Guterres: We need developed countries to double adaptation finance to at least $40 bn a year by 2025
11 / 11 / 2024
By Marwa Nassar - -

“Climate catastrophe is hammering health, widening inequalities, harming sustainable development, and rocking the foundations of peace,” United Nations (UN) Secretary-General António Guterres said in a video message. “The vulnerable are hardest hit. And taxpayers are footing the bill. While the purveyors of all this destruction – particularly the fossil fuel industry – reap massive profits and subsidies.”

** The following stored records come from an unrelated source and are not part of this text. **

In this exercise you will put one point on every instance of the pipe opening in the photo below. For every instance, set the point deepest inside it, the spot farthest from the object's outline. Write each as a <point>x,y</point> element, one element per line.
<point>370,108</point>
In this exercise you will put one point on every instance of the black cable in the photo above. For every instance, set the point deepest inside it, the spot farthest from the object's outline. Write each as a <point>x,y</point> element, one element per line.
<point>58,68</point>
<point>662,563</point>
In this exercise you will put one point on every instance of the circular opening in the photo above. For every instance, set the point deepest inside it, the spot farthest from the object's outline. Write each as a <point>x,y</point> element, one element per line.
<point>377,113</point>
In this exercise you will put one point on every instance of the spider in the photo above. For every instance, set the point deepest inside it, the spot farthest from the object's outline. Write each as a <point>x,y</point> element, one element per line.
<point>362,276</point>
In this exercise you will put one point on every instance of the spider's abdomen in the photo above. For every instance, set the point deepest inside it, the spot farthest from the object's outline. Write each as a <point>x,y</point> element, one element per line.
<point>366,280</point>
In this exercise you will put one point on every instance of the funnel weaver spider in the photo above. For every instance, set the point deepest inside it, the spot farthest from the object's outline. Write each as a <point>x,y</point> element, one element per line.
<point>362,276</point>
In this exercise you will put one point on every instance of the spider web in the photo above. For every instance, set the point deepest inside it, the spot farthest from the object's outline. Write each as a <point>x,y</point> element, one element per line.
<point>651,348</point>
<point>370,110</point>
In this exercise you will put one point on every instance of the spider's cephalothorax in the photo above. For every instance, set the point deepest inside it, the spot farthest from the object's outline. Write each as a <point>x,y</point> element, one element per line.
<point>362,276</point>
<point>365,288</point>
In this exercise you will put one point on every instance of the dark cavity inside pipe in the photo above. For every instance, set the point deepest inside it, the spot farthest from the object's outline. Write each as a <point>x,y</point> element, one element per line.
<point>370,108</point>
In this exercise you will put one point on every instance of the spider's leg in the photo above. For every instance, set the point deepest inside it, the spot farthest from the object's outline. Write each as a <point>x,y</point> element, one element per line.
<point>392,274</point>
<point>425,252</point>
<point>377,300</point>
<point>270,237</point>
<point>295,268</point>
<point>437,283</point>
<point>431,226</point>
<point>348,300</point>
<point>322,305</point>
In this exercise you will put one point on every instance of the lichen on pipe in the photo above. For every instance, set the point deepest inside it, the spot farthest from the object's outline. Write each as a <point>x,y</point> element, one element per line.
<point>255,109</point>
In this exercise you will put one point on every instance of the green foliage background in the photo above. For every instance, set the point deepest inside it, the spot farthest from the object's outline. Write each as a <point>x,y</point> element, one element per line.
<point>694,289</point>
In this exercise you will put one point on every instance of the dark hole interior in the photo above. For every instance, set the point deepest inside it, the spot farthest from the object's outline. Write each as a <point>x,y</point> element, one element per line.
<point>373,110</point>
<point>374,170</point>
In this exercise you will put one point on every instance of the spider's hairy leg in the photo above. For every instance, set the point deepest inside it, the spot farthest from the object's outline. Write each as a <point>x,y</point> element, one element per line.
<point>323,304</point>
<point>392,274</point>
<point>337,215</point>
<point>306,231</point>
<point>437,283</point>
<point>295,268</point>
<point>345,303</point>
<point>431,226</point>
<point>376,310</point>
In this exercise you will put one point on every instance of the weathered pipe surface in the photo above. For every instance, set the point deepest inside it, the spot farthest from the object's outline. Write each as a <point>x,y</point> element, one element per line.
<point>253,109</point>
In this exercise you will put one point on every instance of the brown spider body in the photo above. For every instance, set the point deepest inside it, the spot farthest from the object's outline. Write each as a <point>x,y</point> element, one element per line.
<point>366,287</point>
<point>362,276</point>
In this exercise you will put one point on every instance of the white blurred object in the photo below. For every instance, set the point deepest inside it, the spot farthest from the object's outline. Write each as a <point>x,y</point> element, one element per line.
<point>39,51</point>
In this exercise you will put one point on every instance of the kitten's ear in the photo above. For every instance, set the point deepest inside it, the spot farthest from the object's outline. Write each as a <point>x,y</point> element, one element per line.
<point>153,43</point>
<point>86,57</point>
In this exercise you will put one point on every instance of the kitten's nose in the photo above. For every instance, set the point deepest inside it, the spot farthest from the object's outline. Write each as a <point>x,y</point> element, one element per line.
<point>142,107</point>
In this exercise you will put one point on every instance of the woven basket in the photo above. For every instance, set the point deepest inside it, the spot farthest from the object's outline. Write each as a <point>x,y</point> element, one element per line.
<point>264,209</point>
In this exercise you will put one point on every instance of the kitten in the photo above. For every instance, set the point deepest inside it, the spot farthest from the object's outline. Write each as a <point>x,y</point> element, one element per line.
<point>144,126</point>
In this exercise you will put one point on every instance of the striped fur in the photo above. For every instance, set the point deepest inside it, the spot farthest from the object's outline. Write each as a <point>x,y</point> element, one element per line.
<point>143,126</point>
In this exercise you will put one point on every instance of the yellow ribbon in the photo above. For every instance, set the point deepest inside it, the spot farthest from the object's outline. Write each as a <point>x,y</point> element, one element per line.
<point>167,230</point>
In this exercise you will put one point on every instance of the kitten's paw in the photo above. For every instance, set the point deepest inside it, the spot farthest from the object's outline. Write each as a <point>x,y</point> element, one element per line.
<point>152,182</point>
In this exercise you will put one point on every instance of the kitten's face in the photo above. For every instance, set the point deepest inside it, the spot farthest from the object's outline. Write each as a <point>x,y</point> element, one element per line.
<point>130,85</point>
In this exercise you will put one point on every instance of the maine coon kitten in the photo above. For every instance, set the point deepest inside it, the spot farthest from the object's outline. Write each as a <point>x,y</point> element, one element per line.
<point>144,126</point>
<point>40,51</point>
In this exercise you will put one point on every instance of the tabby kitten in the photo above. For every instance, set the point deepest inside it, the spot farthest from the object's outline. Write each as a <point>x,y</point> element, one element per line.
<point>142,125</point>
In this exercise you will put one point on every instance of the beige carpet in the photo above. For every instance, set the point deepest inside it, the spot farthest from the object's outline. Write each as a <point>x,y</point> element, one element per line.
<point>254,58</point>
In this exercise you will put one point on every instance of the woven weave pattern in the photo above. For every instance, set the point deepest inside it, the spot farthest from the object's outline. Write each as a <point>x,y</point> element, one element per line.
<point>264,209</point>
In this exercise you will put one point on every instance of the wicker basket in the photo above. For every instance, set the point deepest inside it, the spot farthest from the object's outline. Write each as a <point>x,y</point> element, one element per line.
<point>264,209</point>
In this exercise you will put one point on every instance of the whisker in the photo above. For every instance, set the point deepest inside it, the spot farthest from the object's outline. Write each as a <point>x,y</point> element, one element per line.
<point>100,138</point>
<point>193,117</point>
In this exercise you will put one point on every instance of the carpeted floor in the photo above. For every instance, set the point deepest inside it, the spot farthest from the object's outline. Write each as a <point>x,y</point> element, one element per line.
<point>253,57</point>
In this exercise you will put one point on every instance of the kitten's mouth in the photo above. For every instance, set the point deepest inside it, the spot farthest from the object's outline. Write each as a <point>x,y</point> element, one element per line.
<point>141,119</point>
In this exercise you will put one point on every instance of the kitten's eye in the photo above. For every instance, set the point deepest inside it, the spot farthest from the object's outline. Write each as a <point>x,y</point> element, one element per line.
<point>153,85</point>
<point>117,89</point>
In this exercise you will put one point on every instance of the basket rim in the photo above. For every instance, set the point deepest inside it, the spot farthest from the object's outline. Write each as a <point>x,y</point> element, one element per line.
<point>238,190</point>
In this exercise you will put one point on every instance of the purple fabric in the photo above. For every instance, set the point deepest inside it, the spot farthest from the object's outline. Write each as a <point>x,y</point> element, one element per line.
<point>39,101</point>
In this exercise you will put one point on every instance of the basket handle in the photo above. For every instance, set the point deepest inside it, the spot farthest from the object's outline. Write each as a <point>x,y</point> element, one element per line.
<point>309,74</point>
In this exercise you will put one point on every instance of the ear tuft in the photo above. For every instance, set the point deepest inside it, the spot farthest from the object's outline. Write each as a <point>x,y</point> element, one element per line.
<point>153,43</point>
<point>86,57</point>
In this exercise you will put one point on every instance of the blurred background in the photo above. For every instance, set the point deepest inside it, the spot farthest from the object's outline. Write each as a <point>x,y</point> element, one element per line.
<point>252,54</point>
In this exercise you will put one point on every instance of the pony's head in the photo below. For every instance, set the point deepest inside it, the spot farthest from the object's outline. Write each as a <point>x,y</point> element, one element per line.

“We need developed countries to double adaptation finance to at least $40 billion a year by 2025 – an important step to closing the finance gap. We need to unlock a new climate finance goal at COP29,” he added.

International public adaptation finance flows to developing countries increased from $22 billion in 2021 to $28 billion in 2022: the largest absolute and relative year-on-year increase since the Paris Agreement. This reflects progress towards the Glasgow Climate Pact, which urged developed nations to at least double adaptation finance to developing countries from about $19 billion in 2019 by 2025. However, even achieving the Glasgow Climate Pact goal would only reduce the adaptation finance gap, which is estimated at $187-359 billion per year, by approximately 5 percent.

“Climate change is already devastating communities across the world, particularly the most poor and vulnerable. Raging storms are flattening homes, wildfires are wiping out forests, and land degradation and drought are degrading landscapes,” said Inger Andersen, Executive Director of UNEP. “People, their livelihoods and the nature upon which they depend are in real danger from the consequences of climate change. Without action, this is a preview of what our future holds and why there simply is no excuse for the world not to get serious about adaptation, now.”

As developing countries experience increasing loss and damage, they are already struggling with increasing debt burdens. Effective and adequate adaptation, incorporating fairness and equity, is thus more urgent than ever. The report calls for nations to step up ambitions by adopting a strong new collective quantified goal on climate finance at COP29 and including stronger adaptation components in their next round of climate pledges, or nationally determined contributions, due early next year ahead of COP30 in Belém, Brazil.